FACAM: A Fast and Accurate Clustering Analysis Method for Protein Complex Quantification in Single Molecule Localization Microscopy

Photonics 2023, 10(4), 427; https://doi.org/10.3390/photonics10040427
by Cheng Wu 1, Weibing Kuang 2, Zhiwei Zhou 2, Yingjun Zhang 1,* and Zhen-Li Huang 1
Reviewer 1:
Reviewer 2:
Reviewer 3: Anonymous
Photonics 2023, 10(4), 427; https://doi.org/10.3390/photonics10040427
Submission received: 21 February 2023 / Revised: 2 April 2023 / Accepted: 6 April 2023 / Published: 10 April 2023
(This article belongs to the Topic Biomedical Photonics)

Round 1

Reviewer 1 Report

In this work, the authors significantly improve the computation time for clustering analysis by modifying the Alpha Shape method. This modification takes into account not only molecule localizations but also localization precision parameter, which has not been considered previously. The inclusion of the latter allows for the adapted threshold and thereby alleviates possible bias caused by subjective threshold setting. The improvement of the computation time is documented by comparison with other available and widely used clustering methods such as DBSCAN, ClusterViSu and Ripley’s H function. Importantly, the real world use of the method is demonstrated on the previously available data on the several biological samples, which provide insight into the organization of membrane proteins, cytoskeleton and nuclear pores.

General comments:

Introduction is nicely structured, brief but extensive in listing the appropriate clustering approaches available so far together with their pros and cons. I’m giving thumbs up that already published data were used together with the experimental data produced in this work. Material and methods are sufficient and Results are clearly presented. I have some suggestions below for adding a bit of more data. Last section, Conclusions, should include however more discussion summarizing why and how FACAM outperforms previous clustering methods.

Comments:

Line 31: Please, could you add to the sentence "...important questions in cell biology [1], such as gene transcription (Hoboth et al., IJMS 2021) or interorganelle contacts (Nieto-Garai et al., IJMS 2022)."
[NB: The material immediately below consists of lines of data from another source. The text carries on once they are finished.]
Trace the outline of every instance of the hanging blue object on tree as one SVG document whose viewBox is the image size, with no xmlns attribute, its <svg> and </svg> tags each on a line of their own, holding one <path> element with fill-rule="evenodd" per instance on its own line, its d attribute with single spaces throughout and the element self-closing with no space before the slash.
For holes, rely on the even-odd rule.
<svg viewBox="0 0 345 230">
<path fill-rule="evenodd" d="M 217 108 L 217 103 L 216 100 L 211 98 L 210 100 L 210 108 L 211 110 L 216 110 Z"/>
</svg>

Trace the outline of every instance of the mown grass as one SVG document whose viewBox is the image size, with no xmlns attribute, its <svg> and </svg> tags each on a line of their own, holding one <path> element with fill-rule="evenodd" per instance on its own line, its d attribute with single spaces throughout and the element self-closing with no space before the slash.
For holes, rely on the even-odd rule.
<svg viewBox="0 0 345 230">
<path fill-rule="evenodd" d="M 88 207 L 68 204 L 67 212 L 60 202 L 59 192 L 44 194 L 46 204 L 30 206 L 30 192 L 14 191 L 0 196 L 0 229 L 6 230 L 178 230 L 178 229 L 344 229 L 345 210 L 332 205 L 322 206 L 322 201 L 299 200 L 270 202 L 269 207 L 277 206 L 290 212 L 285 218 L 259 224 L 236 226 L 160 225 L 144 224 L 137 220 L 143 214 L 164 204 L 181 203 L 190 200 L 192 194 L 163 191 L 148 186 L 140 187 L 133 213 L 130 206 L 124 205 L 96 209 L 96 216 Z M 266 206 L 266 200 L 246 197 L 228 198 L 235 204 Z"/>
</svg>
Line 41: Please, briefly add which "certain characteristics", incl. appropriate reference(s).

Lines 72-73: “ClusterViSu can only analyze ROIs with a maxi-72 mum size.” What maximum size?

Why the authors choose to present in the Results section 3.1 the comparison of FACAM with ClusterViSu and not (also) with DBSCAN? Wouldn’t be appropriate to compare FACAM in addition to ClusterViSu also with DBSCAN? Could the authors show the clustering performance and handling of the noise by DBSCAN in addition to FACAM and ClusterViSu and this to the Results section 3.1?

Fig. 4 / Results 3.2: I missed how was estimated that “Ripley's H function was unable to quantify these heterogeneous clusters” (Line 255-256)? Again, on what quantitative measure is based the statement that “FACAM exhibits a better performance than Ripley's H function” (Line 258)? Is it estimated from the shape of H(r)?

Fig. 7 / Results 3.5.1: How about adding DBSCAN data, similarly as shown ClusterViSu in Fig. 7f? The reason why I’m asking this and previous question is that to mee DBSCAN seems more comparable with FACAM than ClusterViSu or H(r). DBSCAN representation is in fact not pixelated as ClusterViSu is. Could you comment and/or add this data?

Line 344: Please, rephrase “We did a similar antibody concentration setting against the experiment”.

Fig. 8g: Wouldn’t be better other fitting method than linear fit, as the last data points (for the highest antibody conc.) reach plateau and are not included in the liner fit?

Fig. 9 / Results 3.5.3: Could you add the comparison with DBSCAN to show that FACAM outperforms DBSCAN also on the example of erythrocyte cytoskeleton?

Line 381: Could you use “is described” instead of “can be seen”?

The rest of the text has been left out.